The digit solve is O(k²) modular multiplies on single-prime-sized numbers. If primes are fixed and inverses are precomputed, the per-reconstruction cost is pure multiply-add — which is why NTT libraries Garner-combine millions of coefficients cheaply. The big-integer assembly is O(k) big-int operations on numbers up to ~k·log p bits; for large k it can dominate, which is the reason to prefer the mod-M assembly whenever the full integer is not required.

import time

def benchmark(k):
    import random
    # k small distinct primes for the demo
    primes = [3, 5, 7, 11, 13, 17, 19, 23, 29, 31][:k]
    r = [random.randrange(p) for p in primes]
    start = time.perf_counter()
    _ = garner_digits(r, primes)
    return time.perf_counter() - start

The single biggest constant-factor win when primes are fixed is precomputing the prefix-product inverses so the inner loop is multiply-add only.


Best Practices

  • Reduce residues first: r_i ← r_i mod p_i before any digit solve.
  • Precompute prefix-product inverses when the primes are fixed (NTT/RNS); the per-reconstruction loop then has no inverse calls.
  • Choose the assembly to match the need: big integer only if you truly need the exact value; otherwise assemble mod M and stay in machine words.
  • Keep modInverse a tested helper: most subtle bugs live in the inverse or the sign normalization.
  • Verify pairwise coprimality once, loudly; the failure is silent otherwise.
  • Test against brute-force CRT on random small inputs, and against the classic CRT formula for a few cases to cross-check.

Visual Animation

See animation.html for an interactive view.

The middle-level animation highlights: - Editable residues r_i and primes p_i. - Each digit a_i computed in turn: subtract the partial reconstruction, multiply by (W_i)^{-1} mod p_i. - The running reconstructed value a_0 + a_1 p_0 + a_2 p_0 p_1 + … growing step by step, alongside the prefix-product weights.


Summary

Garner's mixed-radix reconstruction solves the digits a_i sequentially, each from one modular inverse of a prefix product taken mod p_i, so every digit-solve stays single-prime sized.

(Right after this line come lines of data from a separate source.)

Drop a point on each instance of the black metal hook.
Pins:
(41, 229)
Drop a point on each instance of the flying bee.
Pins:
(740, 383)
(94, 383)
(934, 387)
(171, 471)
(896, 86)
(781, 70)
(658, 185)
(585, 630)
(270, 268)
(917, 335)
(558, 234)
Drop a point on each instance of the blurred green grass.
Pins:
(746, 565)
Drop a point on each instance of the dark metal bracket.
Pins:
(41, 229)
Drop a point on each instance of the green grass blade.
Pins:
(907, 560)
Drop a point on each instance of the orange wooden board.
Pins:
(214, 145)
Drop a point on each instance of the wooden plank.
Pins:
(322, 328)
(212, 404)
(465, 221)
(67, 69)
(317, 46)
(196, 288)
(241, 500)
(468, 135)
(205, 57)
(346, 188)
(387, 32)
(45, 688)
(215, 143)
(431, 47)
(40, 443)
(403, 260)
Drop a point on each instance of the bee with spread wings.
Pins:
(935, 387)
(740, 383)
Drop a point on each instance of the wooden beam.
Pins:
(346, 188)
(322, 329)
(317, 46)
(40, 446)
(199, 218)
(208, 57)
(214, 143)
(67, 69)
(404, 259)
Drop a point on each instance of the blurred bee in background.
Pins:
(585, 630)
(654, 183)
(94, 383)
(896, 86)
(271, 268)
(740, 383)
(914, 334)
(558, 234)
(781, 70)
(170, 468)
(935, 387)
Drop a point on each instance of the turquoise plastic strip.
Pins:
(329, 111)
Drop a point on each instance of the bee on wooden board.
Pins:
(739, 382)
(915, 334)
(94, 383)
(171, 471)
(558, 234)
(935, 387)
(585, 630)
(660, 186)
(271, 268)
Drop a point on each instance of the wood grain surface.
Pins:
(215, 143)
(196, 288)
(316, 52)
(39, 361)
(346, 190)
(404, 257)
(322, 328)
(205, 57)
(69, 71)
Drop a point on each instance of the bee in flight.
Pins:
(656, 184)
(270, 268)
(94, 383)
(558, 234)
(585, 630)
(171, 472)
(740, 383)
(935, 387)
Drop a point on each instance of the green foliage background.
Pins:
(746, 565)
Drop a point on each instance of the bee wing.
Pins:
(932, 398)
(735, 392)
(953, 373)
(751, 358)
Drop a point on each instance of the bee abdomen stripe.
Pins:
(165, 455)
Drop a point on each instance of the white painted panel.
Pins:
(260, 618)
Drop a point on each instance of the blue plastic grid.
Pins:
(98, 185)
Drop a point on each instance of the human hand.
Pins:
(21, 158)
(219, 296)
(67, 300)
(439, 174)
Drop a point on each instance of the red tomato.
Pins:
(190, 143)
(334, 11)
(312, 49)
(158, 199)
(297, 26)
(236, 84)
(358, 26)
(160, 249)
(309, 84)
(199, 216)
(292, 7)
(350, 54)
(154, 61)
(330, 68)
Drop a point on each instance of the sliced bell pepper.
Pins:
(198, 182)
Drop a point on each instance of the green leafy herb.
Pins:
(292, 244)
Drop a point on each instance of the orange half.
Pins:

You can then assemble the full big integer x = Σ a_i W_i or, more cheaply, assemble only x mod M with no big integers at all — the standard move when combining multi-prime NTT results (13-ntt). Compared with the classic CRT summation formula (05-crt), Garner never forms the giant P/p_i terms, is naturally incremental, and needs no final reduction mod P. It is also the exit door from a Residue Number System: do bulk carry-free componentwise arithmetic in residue space, then Garner-reconstruct the magnitude exactly when you need it. The whole reconstruction is O(k²), dominated by the digit solve (small numbers) plus the optional big-integer assembly.